Le plaisir de s'arrêter pour boire dans un col ... c'est ça randonner - photo Bike Café
L’édito de Bike Café
Ce matin sur mon petit vélo, je me posais cette question existentielle : est-ce que je suis un vrai cycliste ? Il était temps pour moi de chercher la réponse. Peut-on définir ce qualificatif ? C’est quoi être cycliste ? Rentré à mon bureau, je lance une recherche sur Internet et je trouve un ancien billet d’Olivier Razemon publié sur son blog. Il nous propose trois définitions du mot cycliste. Est-ce que je pourrais me reconnaître dans l’une d’entre elles ? J’ai éliminé immédiatement la première : “le cycliste est un coureur“. Même si cette définition est toujours celle que l’on peut lire dans le Larousse, elle n’est pas la mienne. D’ailleurs, comme un signe des temps, je n’entends plus cette injonction moqueuse : « Baisse la tête, tu auras l’air d’un coureur… ». La deuxième définition, proposée par Olivier, est d’ordre vestimentaire. Qui aujourd’hui appelle encore « cycliste » notre cuissard ? Peut-être les coureurs à pied qui l’ont adopté, mais pour ceux qui roulent à vélo cette pièce de vêtement technique est un cuissard. J’en déduis que ce n’est pas non plus le vêtement qui définit celui qui le porte, l’habit ne fait pas le moine. Dans sa troisième tentative, Olivier nous dit : « Le cycliste est une personne comme vous et moi. » Mince, là encore je n’arrive pas à me situer dans cette case, car même si j’aime le vélo comme beaucoup, je ne me sens pas être comme les autres. (Sur une ancienne randonneuse en acier des années 70 devient-on un cycliste ? – self photo Patrick VDB)
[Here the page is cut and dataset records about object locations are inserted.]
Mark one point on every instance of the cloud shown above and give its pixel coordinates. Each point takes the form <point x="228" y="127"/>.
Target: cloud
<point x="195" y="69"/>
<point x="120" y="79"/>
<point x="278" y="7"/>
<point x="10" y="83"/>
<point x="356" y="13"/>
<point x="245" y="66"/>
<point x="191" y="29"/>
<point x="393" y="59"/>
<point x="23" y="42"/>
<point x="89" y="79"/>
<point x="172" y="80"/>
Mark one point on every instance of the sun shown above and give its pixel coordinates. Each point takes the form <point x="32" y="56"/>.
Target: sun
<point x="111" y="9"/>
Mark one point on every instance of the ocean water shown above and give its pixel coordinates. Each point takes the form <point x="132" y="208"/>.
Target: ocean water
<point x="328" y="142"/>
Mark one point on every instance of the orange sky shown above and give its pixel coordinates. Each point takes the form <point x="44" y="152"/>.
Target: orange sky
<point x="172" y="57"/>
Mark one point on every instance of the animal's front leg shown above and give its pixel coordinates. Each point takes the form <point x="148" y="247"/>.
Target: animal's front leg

Les Bacchantes… Cyclistes solidaires de la lutte contre le cancer de la prostate (photo Jérôme Armand)
Pourquoi est-ce que je ressens une telle difficulté à me situer dans une pratique cycliste normée, une catégorie, un groupe ? Je me pose souvent la question car finalement je me sens loin des rites, des règles, des contraintes, des habitudes… qui s’imposent si on veut entrer dans une case. Je n’arrive pas à m’intégrer durablement aux pelotons : je pioche à droite ou à gauche des moments variés de vélo qui me font douter d’être un cycliste. Je ne m’intègre pas avec les plus âgés (ceux qui ont mon âge), que je trouve généralement nostalgiques et peu curieux de l’évolution du vélo. Avec les plus jeunes, c’est réglé, je ne peux plus les suivre. Je suis le cul entre deux selles. Après quelques tentatives de socialisation cycliste, j’ai lâché l’affaire, préférant partir le matin à 6 h si j’en ai envie, préférant roulotter si je veux regarder le paysage, me déchirer dans une bosse si je veux… Je pratique un cyclisme semi-solitaire, même si j’aime les gens et les cyclistes en particulier.
J’aime aussi le ride en groupe organisé par un club Strava – article pour le hors serie Gravel de Cyclist
Dans ma pratique singulière, je rencontre sur les routes des cyclistes comme moi qui échappent aux définitions. J’aime les rencontrer sur le vélo et échanger avec eux sur quelques kilomètres. J’aime aussi le ride en groupe organisé par un club Strava qui me fait découvrir un nouveau parcours. J’aime mettre le sport, et le vélo en particulier, au service d’une cause sociale. Est-ce que je suis un vrai cycliste ? Je n’ai pas trouvé comment me définir. C’est sans doute ce qui me pousse à butiner, en quête de ma personnalité. Cette éternelle recherche aiguise ma curiosité et la seule certitude que j’ai aujourd’hui c’est que je suis quelqu’un qui aime le vélo.